Sunday, June 26, 2011

Strains of Music

(First published in the Philadelphia Inquirer Magazine Sept 27, 1992)
 The lights in the Academy of Music blink a warning, making the crystal chandeliers sparkle and shimmer. The hall buzzes with sounds. Orchestra members are tuning up. Ushers hurry people down the aisle, while the rest of the audience fusses with wraps and fidgets with programs. Then the lights go out. The maestro steps up to the podium and invites us to rise to sing “The Star-Spangled Banner.” As the final chord fades, my five-year-old son Jay says, “Mommy, can we go home now?”
So begins another season of the Philadelphia Orchestra’s children’s concert series. And so begins another season of leading my son to culturally correct activities.
The morning itself had begun in moans. “Mom, why can’t I wear my jeans and a T-shirt?” I am trying to locate a sneaker when we hear the bleat of a car horn in the driveway. Jay rushes out to greet his friend Susie, who has leapt from the mini-van to model her floral sweatshirt from the Gap. Susie’s mom herds the stragglers back to the van while I clamber over the collection of Barbie dolls and old gumballs.

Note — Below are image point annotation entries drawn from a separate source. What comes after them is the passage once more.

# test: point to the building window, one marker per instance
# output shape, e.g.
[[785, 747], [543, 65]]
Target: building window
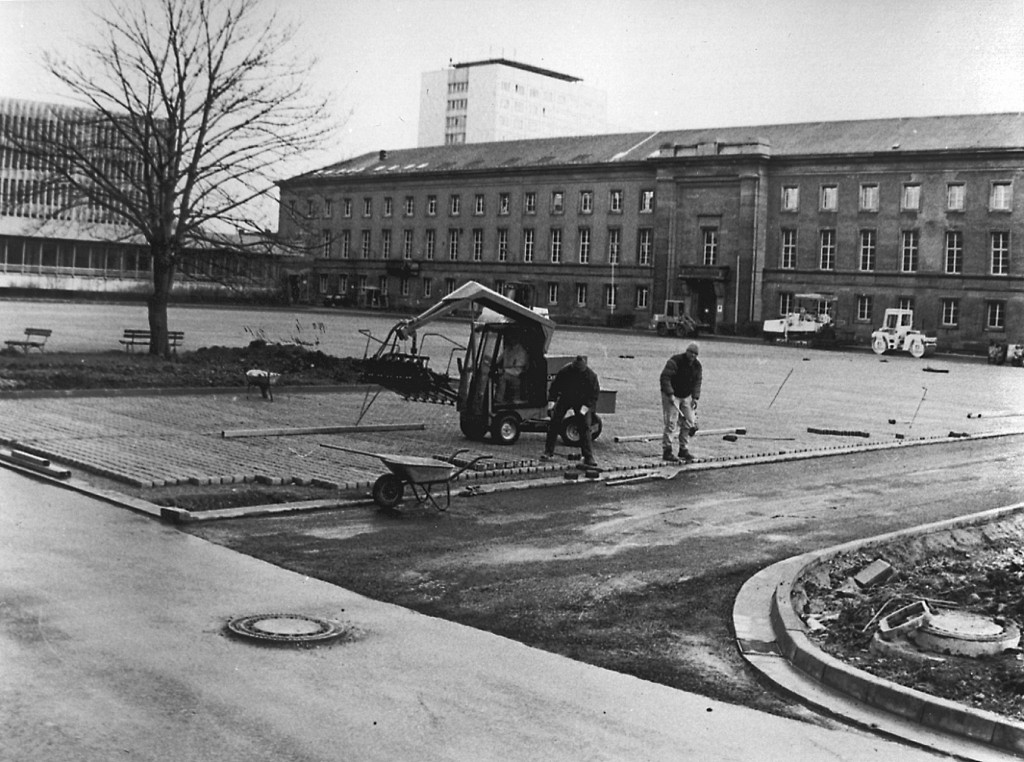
[[584, 246], [1000, 253], [908, 251], [430, 244], [864, 308], [911, 198], [829, 198], [552, 293], [477, 245], [503, 244], [867, 247], [454, 236], [955, 197], [1001, 195], [954, 252], [826, 259], [788, 249], [995, 315], [645, 242], [784, 302], [950, 312], [791, 198], [869, 198], [556, 245], [614, 245], [527, 245], [710, 236]]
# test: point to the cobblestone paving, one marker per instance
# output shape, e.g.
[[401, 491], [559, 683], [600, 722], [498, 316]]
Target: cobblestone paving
[[775, 393]]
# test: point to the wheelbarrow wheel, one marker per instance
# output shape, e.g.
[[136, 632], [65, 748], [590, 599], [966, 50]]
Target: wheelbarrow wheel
[[388, 491]]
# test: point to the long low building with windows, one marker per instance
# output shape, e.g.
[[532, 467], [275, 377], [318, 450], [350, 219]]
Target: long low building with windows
[[922, 213]]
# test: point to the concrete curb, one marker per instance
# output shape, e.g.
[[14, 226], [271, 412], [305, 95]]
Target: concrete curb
[[846, 683]]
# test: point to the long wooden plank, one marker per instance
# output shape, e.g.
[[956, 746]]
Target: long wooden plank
[[235, 433]]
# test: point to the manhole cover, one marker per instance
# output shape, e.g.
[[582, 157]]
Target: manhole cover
[[967, 634], [284, 628]]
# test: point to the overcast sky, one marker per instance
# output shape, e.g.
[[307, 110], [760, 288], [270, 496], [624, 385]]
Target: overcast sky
[[664, 64]]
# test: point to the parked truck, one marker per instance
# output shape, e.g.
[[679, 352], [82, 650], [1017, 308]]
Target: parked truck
[[898, 334]]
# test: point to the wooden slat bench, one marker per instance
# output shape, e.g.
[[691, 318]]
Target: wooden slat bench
[[35, 338], [138, 337]]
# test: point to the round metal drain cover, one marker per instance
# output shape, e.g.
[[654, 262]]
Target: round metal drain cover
[[967, 634], [284, 628]]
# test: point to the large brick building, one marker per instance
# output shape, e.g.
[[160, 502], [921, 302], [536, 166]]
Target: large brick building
[[924, 212]]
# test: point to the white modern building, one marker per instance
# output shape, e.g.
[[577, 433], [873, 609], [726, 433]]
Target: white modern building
[[501, 99]]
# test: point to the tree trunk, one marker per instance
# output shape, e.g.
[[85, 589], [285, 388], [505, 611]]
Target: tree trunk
[[163, 277]]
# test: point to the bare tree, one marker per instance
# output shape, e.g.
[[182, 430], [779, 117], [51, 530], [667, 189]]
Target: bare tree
[[188, 110]]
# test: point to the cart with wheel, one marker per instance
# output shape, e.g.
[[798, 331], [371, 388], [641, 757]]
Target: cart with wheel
[[422, 475]]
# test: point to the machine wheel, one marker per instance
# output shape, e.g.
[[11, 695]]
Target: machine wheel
[[570, 434], [505, 429], [388, 491], [473, 428]]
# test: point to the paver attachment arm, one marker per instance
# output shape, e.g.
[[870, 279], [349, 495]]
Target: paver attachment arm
[[407, 373]]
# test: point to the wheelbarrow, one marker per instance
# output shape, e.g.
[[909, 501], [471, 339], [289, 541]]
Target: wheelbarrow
[[422, 475]]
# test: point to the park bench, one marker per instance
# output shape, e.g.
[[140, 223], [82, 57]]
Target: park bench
[[35, 338], [134, 337]]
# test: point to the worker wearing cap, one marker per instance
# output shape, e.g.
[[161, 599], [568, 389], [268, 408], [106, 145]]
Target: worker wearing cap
[[574, 387], [680, 390]]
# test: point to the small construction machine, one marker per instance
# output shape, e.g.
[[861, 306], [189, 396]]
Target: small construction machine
[[811, 318], [897, 333], [674, 321], [503, 376]]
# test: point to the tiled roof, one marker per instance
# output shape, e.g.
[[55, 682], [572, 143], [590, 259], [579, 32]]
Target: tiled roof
[[986, 131]]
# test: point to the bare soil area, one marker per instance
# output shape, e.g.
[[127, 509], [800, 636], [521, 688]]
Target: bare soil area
[[979, 570]]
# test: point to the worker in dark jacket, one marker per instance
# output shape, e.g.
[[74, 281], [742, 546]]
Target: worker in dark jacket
[[680, 391], [574, 387]]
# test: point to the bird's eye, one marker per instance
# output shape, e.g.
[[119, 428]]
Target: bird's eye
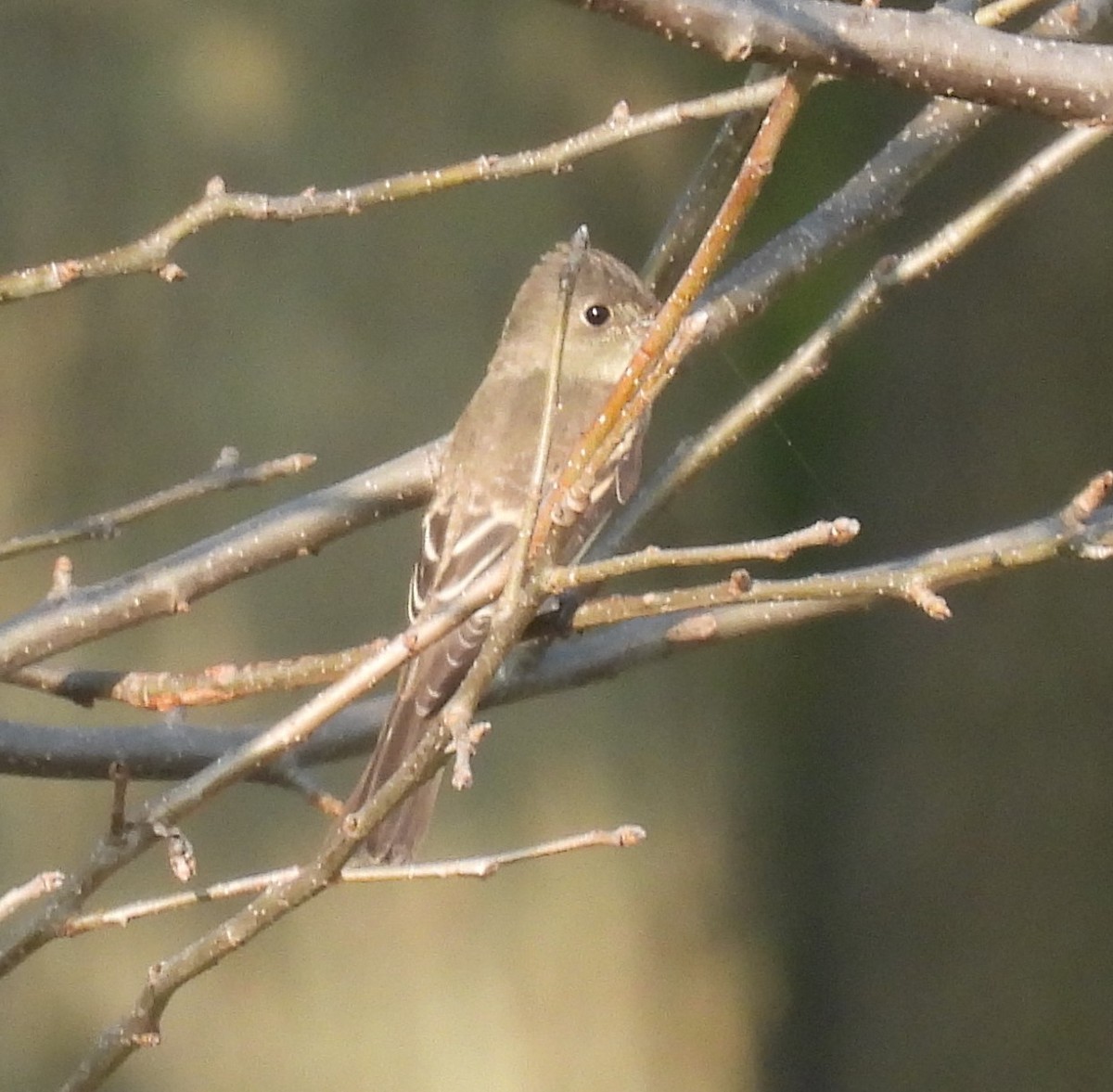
[[596, 314]]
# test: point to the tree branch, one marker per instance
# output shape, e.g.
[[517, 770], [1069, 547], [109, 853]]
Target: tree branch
[[934, 51]]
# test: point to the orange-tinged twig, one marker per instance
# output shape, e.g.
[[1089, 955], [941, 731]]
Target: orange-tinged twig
[[658, 356]]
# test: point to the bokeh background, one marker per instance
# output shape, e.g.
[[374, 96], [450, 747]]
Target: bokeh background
[[879, 846]]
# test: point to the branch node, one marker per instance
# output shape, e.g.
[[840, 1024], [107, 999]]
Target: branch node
[[930, 602], [61, 579], [171, 272], [1089, 499]]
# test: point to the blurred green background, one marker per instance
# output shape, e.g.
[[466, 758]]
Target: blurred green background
[[878, 852]]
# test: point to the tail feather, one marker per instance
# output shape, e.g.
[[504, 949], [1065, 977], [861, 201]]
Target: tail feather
[[395, 840]]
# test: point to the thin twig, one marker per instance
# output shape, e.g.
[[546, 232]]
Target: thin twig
[[935, 52], [112, 854], [150, 254], [170, 585], [779, 547], [225, 474], [459, 867], [654, 364]]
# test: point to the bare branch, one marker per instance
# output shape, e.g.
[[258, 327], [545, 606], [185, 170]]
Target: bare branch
[[459, 867], [150, 254], [170, 585], [935, 51]]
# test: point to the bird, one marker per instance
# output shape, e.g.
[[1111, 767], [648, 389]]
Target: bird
[[481, 494]]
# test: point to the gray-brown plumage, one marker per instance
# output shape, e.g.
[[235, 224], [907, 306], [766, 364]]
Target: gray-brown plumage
[[482, 491]]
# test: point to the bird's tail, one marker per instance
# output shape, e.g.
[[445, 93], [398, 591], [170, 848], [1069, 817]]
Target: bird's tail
[[396, 837]]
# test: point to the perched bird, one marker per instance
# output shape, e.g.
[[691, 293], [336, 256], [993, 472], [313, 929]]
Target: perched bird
[[482, 492]]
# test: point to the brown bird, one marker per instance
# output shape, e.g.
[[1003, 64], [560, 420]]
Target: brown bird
[[482, 492]]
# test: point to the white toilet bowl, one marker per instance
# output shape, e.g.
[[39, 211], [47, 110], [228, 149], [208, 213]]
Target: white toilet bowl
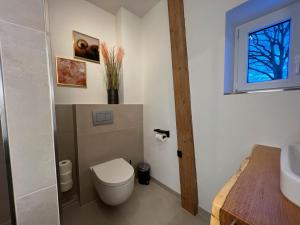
[[114, 181]]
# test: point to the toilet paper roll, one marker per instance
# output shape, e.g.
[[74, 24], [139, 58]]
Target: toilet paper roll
[[66, 177], [65, 166], [64, 187], [161, 137]]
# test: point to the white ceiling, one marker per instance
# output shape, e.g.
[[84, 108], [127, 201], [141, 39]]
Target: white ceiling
[[138, 7]]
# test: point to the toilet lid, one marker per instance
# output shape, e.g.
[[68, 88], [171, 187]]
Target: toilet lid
[[114, 172]]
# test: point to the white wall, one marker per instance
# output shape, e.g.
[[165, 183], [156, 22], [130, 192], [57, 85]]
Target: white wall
[[122, 29], [82, 16], [129, 37], [159, 109], [226, 127]]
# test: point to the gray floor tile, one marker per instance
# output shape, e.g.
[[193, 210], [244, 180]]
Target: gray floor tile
[[149, 205]]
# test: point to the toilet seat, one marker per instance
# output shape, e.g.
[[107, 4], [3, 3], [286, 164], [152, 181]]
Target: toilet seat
[[114, 173]]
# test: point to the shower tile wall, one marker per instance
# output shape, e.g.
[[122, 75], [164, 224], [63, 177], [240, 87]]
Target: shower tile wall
[[66, 145], [123, 138], [4, 200], [28, 108]]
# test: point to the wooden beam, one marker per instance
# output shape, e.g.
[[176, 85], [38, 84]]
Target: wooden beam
[[188, 177]]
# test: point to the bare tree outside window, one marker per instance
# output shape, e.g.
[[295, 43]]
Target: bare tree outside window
[[268, 53]]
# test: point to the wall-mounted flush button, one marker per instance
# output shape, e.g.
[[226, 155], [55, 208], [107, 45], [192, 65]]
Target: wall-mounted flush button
[[102, 118]]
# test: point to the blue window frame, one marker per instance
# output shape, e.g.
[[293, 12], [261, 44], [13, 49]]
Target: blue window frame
[[268, 53]]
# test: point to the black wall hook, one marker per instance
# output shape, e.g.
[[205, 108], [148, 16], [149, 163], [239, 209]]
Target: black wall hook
[[166, 132]]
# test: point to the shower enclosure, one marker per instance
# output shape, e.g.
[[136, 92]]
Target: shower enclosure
[[7, 211]]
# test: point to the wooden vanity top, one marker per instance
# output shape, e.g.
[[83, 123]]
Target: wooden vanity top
[[253, 196]]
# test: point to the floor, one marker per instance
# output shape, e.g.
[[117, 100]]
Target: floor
[[149, 205]]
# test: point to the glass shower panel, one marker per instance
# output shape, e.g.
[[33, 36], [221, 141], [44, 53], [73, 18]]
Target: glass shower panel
[[5, 215]]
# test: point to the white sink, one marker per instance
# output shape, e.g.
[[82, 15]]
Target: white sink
[[290, 173]]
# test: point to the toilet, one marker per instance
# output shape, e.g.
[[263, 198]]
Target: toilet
[[113, 181]]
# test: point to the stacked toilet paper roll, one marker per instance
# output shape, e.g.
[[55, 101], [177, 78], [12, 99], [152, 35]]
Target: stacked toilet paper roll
[[65, 170]]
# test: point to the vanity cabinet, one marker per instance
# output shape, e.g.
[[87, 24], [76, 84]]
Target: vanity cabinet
[[252, 196]]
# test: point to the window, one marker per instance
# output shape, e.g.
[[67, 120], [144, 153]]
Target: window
[[267, 52]]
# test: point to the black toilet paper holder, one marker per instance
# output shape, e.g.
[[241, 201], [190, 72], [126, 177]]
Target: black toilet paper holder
[[165, 132]]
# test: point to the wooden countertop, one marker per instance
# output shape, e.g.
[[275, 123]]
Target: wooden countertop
[[253, 196]]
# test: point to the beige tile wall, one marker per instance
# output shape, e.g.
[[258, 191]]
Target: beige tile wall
[[28, 107], [123, 138]]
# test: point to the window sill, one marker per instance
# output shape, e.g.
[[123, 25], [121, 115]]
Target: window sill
[[263, 91]]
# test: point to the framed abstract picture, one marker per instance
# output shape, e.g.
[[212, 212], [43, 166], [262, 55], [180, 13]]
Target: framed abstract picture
[[86, 47], [71, 72]]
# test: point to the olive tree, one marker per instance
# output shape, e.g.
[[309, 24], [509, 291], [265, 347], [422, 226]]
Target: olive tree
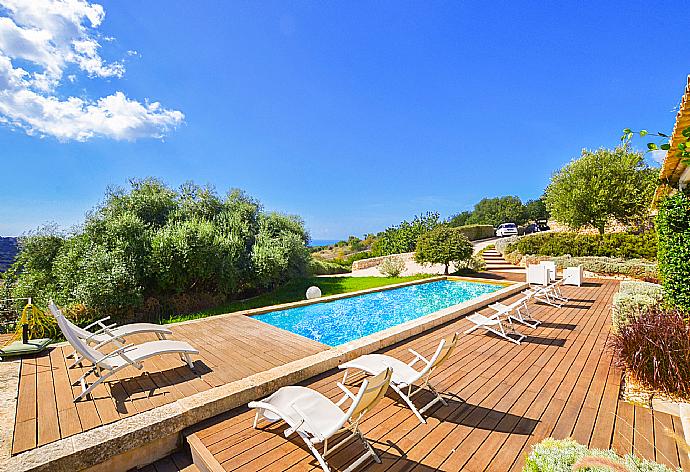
[[600, 187], [494, 211], [443, 245]]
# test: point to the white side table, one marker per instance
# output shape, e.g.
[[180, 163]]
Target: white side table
[[573, 276]]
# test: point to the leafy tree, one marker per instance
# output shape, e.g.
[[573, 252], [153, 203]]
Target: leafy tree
[[664, 144], [152, 245], [600, 187], [673, 227], [536, 210], [460, 219], [494, 211], [403, 237], [443, 245]]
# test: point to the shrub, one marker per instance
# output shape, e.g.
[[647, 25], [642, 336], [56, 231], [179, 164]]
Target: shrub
[[602, 186], [475, 232], [403, 238], [476, 263], [654, 349], [634, 298], [501, 245], [636, 268], [514, 257], [443, 245], [152, 248], [673, 224], [566, 455], [392, 266], [321, 267], [623, 245]]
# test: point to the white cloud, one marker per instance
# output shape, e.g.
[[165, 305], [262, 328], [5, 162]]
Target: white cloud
[[40, 40], [658, 156]]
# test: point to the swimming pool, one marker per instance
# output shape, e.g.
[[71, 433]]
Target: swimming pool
[[339, 321]]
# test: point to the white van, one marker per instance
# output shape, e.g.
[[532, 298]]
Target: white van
[[506, 229]]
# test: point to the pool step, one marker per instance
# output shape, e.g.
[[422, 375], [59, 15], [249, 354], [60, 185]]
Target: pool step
[[202, 457]]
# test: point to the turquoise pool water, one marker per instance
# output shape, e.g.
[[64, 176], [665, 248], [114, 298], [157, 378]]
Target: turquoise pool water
[[337, 322]]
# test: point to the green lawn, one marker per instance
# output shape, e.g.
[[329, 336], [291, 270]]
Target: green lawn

Finally we are strapped up and making our way toward I-95 for the 30-minute drive to Broad and Locust. With the sounds of kids and KYW swirling around me, I stare out the window at the gray clouds over Tinicum Marsh and recall my own trips to “the orchestra” 30 years ago.
Hollidaysburg, PA, did not have an orchestra. Altoona, the closest city, could muster only a community ensemble. To hear a real symphony orchestra required traveling 100 miles west across the Alleghenies to Pittsburgh. My family did this trip with me once a year, and it was a Special Occasion.
On the day of the concert, my mother would pick me up from school at noon, for we needed plenty of time to “get dressed.” For me this meant a maroon velveteen dress with embroidered smoking, white anklets, black patent-leather shoes and a small matching bag, into which my mother would tuck a comb and a handkerchief.
At 4:30 my father would pull into the driveway, gallantly sweep open the car doors, and off we would go to Pittsburgh.
Several hours later, my fingers would grip my father’s hand as we stepped down the aisle. Once securely seated, I would watch the musicians begin to appear from the curtained wings, starkly elegant in black-and-white evening dress. Finally the hall would become still. The conductor would stride onto the stage, acknowledge the audience with a curt nod, raise his baton—and I would be surrounded by Beethoven, full and vibrating, not tinny and flat from the brown box we called the record player. I would almost forget to breathe until intermission.
Jay has never had the rapturous experience of my childhood. For when we arrive the scene at the Academy of Music resembles the gym on the first day of school. Mothers hold on to toddlers with one hand while scanning the crowds for their second-graders. Dads in corduroys and suede bomber jackets try to find the Parquet Circle without having to ask for directions. A little girl cries that her new boat mocs are ruined: “The kid behind me in stepped on the heel and squashed it!”
Somehow, the lovely interior of the Academy of Music loses its glow in the daytime, like a movie star without her makeup. Even the orchestra members are no longer out of the ordinary. In their street clothes, they seem like anybody else, a teacher, a neighbor. In fact, we know one of the viola players. “Hi, Mr. Filosa!” Jay shouts and waves as we struggle into our seats with all our gear, including a full supply of raisins, pencils, and drawing paper to help Jay get through the next 60 minutes.
Maybe this time will be different. Maybe this time something will grab Jay’s attention. The chorus from one of the magnet schools. The young ballet students from Swarthmore. The ten-year-old pianist from Cherry Hill.
My daydream evaporates with one look at the seat beside me. Jay isn’t listening to the Brahms. He is hunched over, carefully making a caterpillar out of a string of C’s all around the edge of the program. Then he tries to draw a chipmunk, and I know he would rather be home watching Chip ‘n’ Dale, Rescue Rangers. I also know that Jay will like the orchestra only when he’s ready to like the orchestra, if ever.
That night at dinner, I tell Jay that he doesn’t have to go to any more orchestra concerts. Our five-year-old veteran of not only the Philadelphia Orchestra but also birthday parties at the zoo, the Academy of Natural Sciences, “play dates” at the Franklin Institute and Christmas at the Brandywine River Museum, puts down his milk. He looks at me, then at his dad, then at me again and says, ”Does that mean we can all stay home and talk together?”